The government has drafted a bill with new restrictions, which could be voted into law on 23 November based on the evolution of infections over the coming days, prime minister Xavier Bettel (DP) said in a press briefing on Tuesday afternoon.
New restrictions would target aspects of social life where existing measures such as social distancing and masks were not applied.
What’s in the text?
Bettel cited the Horesca sector, saying restaurants, bars and cafés would have to close again.
Moreover, the number of people allowed to interact with another household would be reduced from four to two.
Indoor club sports would also be targeted by potential new restrictions. Outside training in groups of four would still be possible as well as physical education in school and professional sports.
Cultural venues including cinemas and theatres would also have to close under the new bill, whereas exceptions would be made for venues where people circulate and masks are mandatory, such as museums or libraries.
If needed, schools would also have to adopt new measures, such as A/B schedules and distanced learning.
If approved by parliament, the restrictions would apply until 15 December 2020 and would also include an extension of the current 11pm curfew.
Financial support would be re-introduced to support businesses whose activities are impacted by the restrictions.
Why the change of tack?
Luxembourg introduced its last measures on 30 October, introducing a curfew and restricting gatherings to four people, among other things. Unlike neighbouring countries, it has not introduced a second or partial lockdown.
Tuesday’s announcement comes as the death toll reached 236, with ten additional covid-related deaths recorded on Sunday.
Bettel said that while hospital covid admissions remained manageable, “we’re in a delicate situation and there’s little margin” if the country wishes to maintain regular care for non-covid patients.
There was also considerable concern for elderly residents. According to health minister Paulette Lenert (LSAP), three quarters of the 91 covid-19 related deaths concerned people aged over 80 (from 25 October to 16 November).
ICU at 50% capacity
“We’re now in a stable situation with no exponential increase”, Bettel said, adding that infection numbers were high. The positivity rate (total rate relative to number of tests carried out) on Sunday was 5.67% and this rate has fluctuated between 5 and 7%, the prime minister said. Over the last week, the average daily rate was around 800 positive cases.

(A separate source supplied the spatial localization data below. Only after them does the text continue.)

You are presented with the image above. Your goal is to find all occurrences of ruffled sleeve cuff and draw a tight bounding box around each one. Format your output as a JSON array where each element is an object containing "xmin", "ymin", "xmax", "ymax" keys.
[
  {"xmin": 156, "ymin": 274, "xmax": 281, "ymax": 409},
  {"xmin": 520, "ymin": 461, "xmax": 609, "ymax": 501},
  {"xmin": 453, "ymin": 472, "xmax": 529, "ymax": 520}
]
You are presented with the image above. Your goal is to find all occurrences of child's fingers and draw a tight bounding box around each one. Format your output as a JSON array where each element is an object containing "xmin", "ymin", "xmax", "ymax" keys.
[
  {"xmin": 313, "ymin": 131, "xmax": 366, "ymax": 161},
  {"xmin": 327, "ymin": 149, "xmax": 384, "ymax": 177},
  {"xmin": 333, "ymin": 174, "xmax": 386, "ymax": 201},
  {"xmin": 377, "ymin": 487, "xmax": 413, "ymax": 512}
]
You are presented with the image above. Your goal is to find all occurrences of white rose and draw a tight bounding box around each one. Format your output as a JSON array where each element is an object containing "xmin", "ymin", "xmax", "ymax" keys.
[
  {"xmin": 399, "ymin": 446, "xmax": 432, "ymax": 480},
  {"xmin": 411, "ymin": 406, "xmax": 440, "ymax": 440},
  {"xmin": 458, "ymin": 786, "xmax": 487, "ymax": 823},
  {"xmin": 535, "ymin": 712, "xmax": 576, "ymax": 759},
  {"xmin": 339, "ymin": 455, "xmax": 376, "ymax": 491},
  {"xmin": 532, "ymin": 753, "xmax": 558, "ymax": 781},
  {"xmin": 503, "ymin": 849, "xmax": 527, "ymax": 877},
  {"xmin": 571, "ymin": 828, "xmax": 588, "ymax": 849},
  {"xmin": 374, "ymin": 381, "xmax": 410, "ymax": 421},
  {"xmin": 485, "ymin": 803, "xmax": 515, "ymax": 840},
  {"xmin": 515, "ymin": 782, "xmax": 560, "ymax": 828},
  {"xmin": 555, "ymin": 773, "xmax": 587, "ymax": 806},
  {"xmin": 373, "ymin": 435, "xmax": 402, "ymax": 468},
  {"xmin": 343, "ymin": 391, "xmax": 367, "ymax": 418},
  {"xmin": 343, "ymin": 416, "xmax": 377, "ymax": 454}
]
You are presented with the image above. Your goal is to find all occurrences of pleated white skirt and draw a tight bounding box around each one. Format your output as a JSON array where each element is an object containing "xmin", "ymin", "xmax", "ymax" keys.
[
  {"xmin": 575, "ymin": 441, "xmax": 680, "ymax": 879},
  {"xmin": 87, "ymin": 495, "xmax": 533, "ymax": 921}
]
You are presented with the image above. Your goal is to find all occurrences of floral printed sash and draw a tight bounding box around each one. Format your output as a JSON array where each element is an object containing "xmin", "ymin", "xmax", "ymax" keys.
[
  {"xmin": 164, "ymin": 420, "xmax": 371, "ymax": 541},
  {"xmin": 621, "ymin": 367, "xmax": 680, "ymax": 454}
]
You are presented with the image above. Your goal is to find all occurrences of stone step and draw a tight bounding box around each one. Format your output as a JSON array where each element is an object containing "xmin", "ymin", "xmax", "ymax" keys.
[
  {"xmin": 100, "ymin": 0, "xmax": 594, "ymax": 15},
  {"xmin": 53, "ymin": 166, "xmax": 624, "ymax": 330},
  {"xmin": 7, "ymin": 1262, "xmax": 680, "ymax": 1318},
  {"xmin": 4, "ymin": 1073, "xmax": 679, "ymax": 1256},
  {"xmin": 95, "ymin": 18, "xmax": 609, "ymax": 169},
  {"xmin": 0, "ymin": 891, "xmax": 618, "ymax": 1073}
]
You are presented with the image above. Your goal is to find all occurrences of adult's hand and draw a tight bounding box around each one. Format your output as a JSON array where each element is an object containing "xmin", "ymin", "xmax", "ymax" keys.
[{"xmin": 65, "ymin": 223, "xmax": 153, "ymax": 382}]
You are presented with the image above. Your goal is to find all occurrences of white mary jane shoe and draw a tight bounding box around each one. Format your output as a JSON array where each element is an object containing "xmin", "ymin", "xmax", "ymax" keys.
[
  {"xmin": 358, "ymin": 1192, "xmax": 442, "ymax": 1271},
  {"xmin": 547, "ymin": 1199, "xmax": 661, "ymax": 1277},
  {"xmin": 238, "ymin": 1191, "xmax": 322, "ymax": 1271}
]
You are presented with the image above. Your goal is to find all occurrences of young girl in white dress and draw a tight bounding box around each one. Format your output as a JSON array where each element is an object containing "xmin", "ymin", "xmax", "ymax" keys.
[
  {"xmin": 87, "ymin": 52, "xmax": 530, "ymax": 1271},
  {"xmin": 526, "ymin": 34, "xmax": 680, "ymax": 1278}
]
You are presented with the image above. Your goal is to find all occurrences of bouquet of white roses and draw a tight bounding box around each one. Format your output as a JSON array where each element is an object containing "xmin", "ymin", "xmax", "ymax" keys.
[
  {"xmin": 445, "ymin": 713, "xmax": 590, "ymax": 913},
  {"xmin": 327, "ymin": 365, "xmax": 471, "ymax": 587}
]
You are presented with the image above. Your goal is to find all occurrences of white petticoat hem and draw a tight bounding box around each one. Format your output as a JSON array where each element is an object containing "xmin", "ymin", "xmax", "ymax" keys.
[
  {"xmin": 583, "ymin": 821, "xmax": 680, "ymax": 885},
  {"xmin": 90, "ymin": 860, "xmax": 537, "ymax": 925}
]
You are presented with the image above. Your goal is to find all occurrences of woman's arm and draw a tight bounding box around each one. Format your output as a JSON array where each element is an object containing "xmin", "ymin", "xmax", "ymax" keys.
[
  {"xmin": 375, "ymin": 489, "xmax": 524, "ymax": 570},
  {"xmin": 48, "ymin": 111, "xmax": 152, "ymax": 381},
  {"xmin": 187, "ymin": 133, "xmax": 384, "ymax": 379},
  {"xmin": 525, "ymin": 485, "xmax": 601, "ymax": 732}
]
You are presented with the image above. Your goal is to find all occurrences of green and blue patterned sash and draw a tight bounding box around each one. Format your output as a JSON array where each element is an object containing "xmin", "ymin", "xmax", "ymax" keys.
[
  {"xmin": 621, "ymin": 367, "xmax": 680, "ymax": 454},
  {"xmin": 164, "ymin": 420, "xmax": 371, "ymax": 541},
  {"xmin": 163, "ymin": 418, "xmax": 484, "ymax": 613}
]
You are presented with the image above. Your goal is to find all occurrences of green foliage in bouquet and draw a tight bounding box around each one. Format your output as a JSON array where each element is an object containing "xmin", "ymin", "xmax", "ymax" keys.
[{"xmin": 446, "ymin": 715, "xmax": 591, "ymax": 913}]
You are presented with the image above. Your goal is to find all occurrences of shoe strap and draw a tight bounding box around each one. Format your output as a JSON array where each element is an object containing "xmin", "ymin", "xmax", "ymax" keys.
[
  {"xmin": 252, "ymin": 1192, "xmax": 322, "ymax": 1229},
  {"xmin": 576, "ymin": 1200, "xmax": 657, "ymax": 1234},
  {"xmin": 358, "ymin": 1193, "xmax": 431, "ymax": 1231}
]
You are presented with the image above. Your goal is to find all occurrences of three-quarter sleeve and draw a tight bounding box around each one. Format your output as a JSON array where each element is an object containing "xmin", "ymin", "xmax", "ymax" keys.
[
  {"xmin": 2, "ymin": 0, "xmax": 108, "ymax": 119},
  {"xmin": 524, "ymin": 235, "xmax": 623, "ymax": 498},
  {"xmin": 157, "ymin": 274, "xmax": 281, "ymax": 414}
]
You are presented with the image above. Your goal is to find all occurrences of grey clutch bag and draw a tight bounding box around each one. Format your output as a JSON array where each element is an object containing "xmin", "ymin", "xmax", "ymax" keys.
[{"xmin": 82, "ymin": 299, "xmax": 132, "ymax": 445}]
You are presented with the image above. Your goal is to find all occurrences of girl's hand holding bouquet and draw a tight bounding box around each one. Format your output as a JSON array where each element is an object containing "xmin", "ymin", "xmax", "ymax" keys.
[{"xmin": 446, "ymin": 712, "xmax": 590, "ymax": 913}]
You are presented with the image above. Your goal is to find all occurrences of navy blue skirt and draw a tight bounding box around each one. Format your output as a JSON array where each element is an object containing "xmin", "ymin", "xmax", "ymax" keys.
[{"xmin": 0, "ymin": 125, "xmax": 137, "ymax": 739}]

According to the prime minister, on Monday 16% of positive cases concerned people aged over 65, 10% those aged 65 to 79 and 6% affecting 80 to 94-year-olds. Of the 236 cases hospitalised on Monday, 48 were in intensive care (ICU). Bettel said hospital ICU beds were at 50% of capacity in phase 4 while normal care was at two thirds capacity. He added hospitals could increase capacity if needed but at the risk of impacting so-called regular care to non-covid patients.